This time it’s personal for the hardened assassin in Martin Campbell’s action pic.
BY JOHN DEFORE –
Movieland is full of badass assassins (“badassassins” is easier but sounds wrong) who can enter rooms like wraiths, kill squads of soldiers with only a fountain pen, and autocomplete “transfer payment to my offshore account” with three taps on a keyboard. So pity the poor filmmaker, especially in a post-Professional world, trying to distinguish his hero from every other: The quirks that once made these guns-for-hire memorable long ago became cliche. Or laughable, as is the case in Martin Campbell’s The Protégé, which — given a very watchable cast and competent fight scenes — would be just another piece of hitman hackwork, if not for a script (by Equalizer auteur Richard Wenk) that tries so hard to make you think it’s smart that its dumbness is impossible to forgive.
Maggie Q plays the titular protégé, Anna, who as a child in Vietnam was rescued by professional killer Moody (Samuel L. Jackson). Having already killed several men who attacked her parents, the girl was an even more natural underage sidekick than Natalie Portman’s precocious waif in The Professional. Thirty years later, Anna and Moody are partners in the death business, and business is very good.
The Protégé
The Bottom Line Not nearly as smart as it wants you to think.
Anna has picked up some rarefied tastes along the way. She owns an antiquarian bookshop in London, bundles her perfectly tousled hair under a beret, and dresses elegantly even in the kitchen. So she’s a sucker for a confident older customer (Michael Keaton’s Rembrandt) who just happens to be able to quote obscure Poe verses from a tome she plucks randomly from her shelves. Just who is this sexy grandpa?
Around the time of this visit, a personal favor for Moody goes south. He has asked Anna to track down a man for him, but as soon as she puts out inquiries, killers descend on London, attacking both her go-to hacker (in a gruesome scene with unfortunate racial overtones) and her mentor. Mourning Moody’s loss in her own steely way, she sets off to find the man and whoever’s trying to keep his location secret. Though she’s sworn never to return to Vietnam, that’s just where the mystery will take her.
As the story sends Anna into a world of billionaire war criminals, it also forces her to make some very dumb choices in order to keep things rolling.
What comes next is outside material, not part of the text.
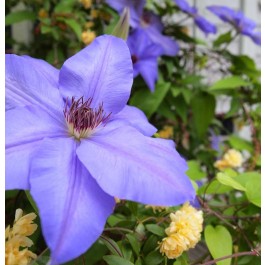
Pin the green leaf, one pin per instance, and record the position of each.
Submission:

Two or three times, she finds herself with the upper hand in a life-or-death situation, then casually throws away her advantage in favor of whatever run-and-gun sequence Campbell and Wenk have in mind. (Leaping down a stairwell on the end of a fire hose? Never seen that one before!)
But all of the above is merely the kind of boilerplate we expect, given the film’s pedigree. (Only the presence of Keaton, who generally has better things to do than make B movies, causes one to hope for more.) What makes Protégé groanworthy is its attempt to craft a bantery adversarial romance between Anna and Rembrandt, who turns out to be the MVP of the bad guy’s problem-solving team. Setting aside the three-decade age difference, the problem with this courtship is that it’s written by someone who thinks randomly throwing cultural trivia into his screenplay makes it beguilingly sophisticated, and who doesn’t realize that superhuman expertise is much easier for viewers to accept in the world of violence than in the realm of things we might know about.
Thus we wince when Rembrandt casually identifies shoes he hasn’t looked at as “Manolos — classic four-inch pumps,” or when Anna, badly beaten and being nursed back to health, takes a few sips of bone broth and can taste that the bones weren’t blanched first. Never mind the flirty restaurant scene where the two pull pistols on each other under the table, each lovingly identifying the other’s unseen weapon just by the sound of its click into readiness. By the time someone blurts out “Make up your mind: Kill me or fuck me,” viewers may have their own get-this-over-with ultimatum in mind.
Sans a compelling marriage of danger and eroticism, much of the third-act suspense fails to captivate. It’s just the usual infiltrate-the-gala business, where the gala in question is being held on a private island guarded by everything but sharks with lasers mounted on their fins. You won’t be surprised to hear it takes about three seconds for Anna to get in. You probably won’t be surprised by anything else, either.